A partir de là, on comprend aussi l’incapacité foncière du capitalisme à faire face à la crise écologique. Incapacité qu’illustre la timidité des engagements des Etats participants aux conférences de Rio (1992), de Kyoto (1997) et plus récemment d’Amsterdam (2000). Engagements très en deçà de l’urgence et de l’ampleur des mesures que requerraient des politiques cherchant véritablement à endiguer les effets de la dégradation chaque jour plus perceptible de nos conditions naturelles d’existence.

Certes un réformisme écologique est en principe possible dans le cadre du capitalisme. On peut en effet très bien concevoir que les mouvements écologistes et/ou les Etats parviennent à imposer aux industriels des normes et des contrôles contraignants en matière d’occupation des sites et d’usage d’exploitation des richesses naturelles ; qu’en outre ils proposent ou imposent des modes de produire et de consommer qui non seulement soient plus écologiques mais qui en plus ouvrent de nouvelles voies à l’accumulation du capital (recyclage de déchets, économies d’énergie, énergies renouvelables, etc.). Mais, même s’il parvenait à atténuer les effets les plus désastreux et à conjurer les menaces les plus graves de la crise écologique, un tel réformisme ne la résoudrait pas fondamentalement ; pas plus que le réformisme dont a fait l’objet le rapport salarial n’a mis fin à l’exploitation et à la domination capitalistes de la force de travail.

Mais un pareil réformisme est inconcevable et restera impraticable tant que dominera l’idéologie néo-libérale. Pour s’en convaincre, il suffit de penser à la solution proposée à l’issue des conférences de Kyoto et d’Amsterdam sous la pression des Etats-Unis, de loin les plus gros pollueurs de la planète, pour lutter contre l’aggravation de l’effet de serre : l’émission de droits à polluer et l’organisation d’un marché mondial de ces droits ! Autrement dit, le renforcement de l’emprise de la logique marchande et capitaliste sur les conditions écologiques d’existence, logique précisément responsable de la dégradation de ces conditions. Dans ces conditions, le pire est à craindre.

En définitive, ce que la crise écologique nous révèle, c’est que le capitalisme ne se limite pas à dégrader les conditions de vie, il menace plus fondamentalement la possibilité même de la vie sur Terre. Possibilité qui ne peut être préservée qu’à la condition qu’il soit mis fin au développement aveugle et incontrôlé des forces productives, transformées de ce fait en forces destructrices, qu’institue le capital ; et qu’il soit donc mis fin à l’expropriation des producteurs et à la propriété privée des moyens de production qui rend une telle inversion inévitable. Ainsi, eu égard aux menaces majeures dont la crise écologique est porteuse, il se pourrait bien que l’enjeu de la lutte contre le capitalisme soit plus radical encore que Rosa Luxembourg ne l’avait imaginé, en se situant non plus seulement entre « le socialisme et la barbarie » mais entre le communisme et la mort.

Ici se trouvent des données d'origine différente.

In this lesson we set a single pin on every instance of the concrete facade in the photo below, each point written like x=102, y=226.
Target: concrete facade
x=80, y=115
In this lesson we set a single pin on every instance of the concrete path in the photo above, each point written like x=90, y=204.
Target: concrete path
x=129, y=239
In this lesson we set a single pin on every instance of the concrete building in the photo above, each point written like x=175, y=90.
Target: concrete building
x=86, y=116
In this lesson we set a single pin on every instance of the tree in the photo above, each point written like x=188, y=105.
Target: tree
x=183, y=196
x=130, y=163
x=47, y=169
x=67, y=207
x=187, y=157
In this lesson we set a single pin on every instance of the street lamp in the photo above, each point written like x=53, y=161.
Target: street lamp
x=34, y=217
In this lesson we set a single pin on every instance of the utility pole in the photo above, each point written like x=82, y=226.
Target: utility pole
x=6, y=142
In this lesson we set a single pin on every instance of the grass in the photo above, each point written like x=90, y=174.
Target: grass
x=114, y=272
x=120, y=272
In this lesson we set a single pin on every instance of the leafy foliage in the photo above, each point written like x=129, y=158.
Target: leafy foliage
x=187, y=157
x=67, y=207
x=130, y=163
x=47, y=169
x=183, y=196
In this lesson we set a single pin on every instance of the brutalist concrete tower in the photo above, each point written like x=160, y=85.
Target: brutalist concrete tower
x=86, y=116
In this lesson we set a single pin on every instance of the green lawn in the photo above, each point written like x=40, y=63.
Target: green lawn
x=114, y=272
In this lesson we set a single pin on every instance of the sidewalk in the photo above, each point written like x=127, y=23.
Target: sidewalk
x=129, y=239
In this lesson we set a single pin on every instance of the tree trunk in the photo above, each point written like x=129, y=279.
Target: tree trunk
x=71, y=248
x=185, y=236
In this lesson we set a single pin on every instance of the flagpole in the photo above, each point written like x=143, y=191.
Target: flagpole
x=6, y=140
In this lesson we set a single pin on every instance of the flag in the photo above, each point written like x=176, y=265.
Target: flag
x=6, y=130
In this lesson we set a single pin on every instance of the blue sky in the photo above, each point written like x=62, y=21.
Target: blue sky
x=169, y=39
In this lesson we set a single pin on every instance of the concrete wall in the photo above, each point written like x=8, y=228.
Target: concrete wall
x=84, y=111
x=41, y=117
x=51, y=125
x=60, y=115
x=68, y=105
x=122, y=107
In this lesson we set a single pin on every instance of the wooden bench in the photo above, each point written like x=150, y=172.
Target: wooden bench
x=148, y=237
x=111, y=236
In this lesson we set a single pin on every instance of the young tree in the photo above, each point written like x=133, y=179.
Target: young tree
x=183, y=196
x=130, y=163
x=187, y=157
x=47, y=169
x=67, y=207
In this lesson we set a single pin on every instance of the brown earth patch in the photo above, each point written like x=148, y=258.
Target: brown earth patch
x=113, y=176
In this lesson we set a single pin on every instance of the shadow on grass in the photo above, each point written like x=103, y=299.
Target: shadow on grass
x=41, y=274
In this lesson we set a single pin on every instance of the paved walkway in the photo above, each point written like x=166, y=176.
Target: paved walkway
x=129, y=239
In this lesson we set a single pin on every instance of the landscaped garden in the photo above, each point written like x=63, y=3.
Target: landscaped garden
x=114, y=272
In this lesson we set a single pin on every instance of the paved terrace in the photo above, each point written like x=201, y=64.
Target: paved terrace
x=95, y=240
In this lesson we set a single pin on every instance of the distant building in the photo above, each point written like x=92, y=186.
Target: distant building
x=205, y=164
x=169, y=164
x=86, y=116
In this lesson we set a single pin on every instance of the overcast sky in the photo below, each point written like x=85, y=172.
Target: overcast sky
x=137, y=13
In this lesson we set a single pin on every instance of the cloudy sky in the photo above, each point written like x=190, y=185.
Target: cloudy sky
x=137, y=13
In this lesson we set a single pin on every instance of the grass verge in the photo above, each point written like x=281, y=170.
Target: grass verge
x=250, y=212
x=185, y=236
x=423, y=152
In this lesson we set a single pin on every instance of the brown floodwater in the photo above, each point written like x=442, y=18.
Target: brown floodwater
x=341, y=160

B) La catastrophe socio-économique.

En se mondialisant, en insérant la planète entière dans les rets de ses rapports de production, le capitalisme n’aura pas seulement mondialisé la contradiction entre forces productives et rapports de production. Il aura tout aussi bien mondialisé cette autre contradiction inhérente à ces rapports, elle aussi mise en évidence par Marx, et présentée par lui comme « la loi générale de l’accumulation du capital » : la polarisation grandissante entre richesse et pauvreté, l’aggravation à la fois extensive et intensive de la paupérisation comme condition et conséquence à la fois de l’accumulation du capital, donc de l’accumulation de la richesses sociale et des moyens de produire cette richesse, en même temps que limite apposée à l’accumulation. Dans la mesure où l’accumulation des moyens de production (de travail mort) et l’économie de travail vivant se traduit, en termes capitalistes, par une diminution relative sinon absolue de la quantité des travailleurs dont le capital a besoin, qu’il peut utiliser productivement (au sens capitaliste : pour leur faire produire de la plus-value) et, par conséquent, au gonflement de ce que Marx nommait « l’armée industrielle de réserve ».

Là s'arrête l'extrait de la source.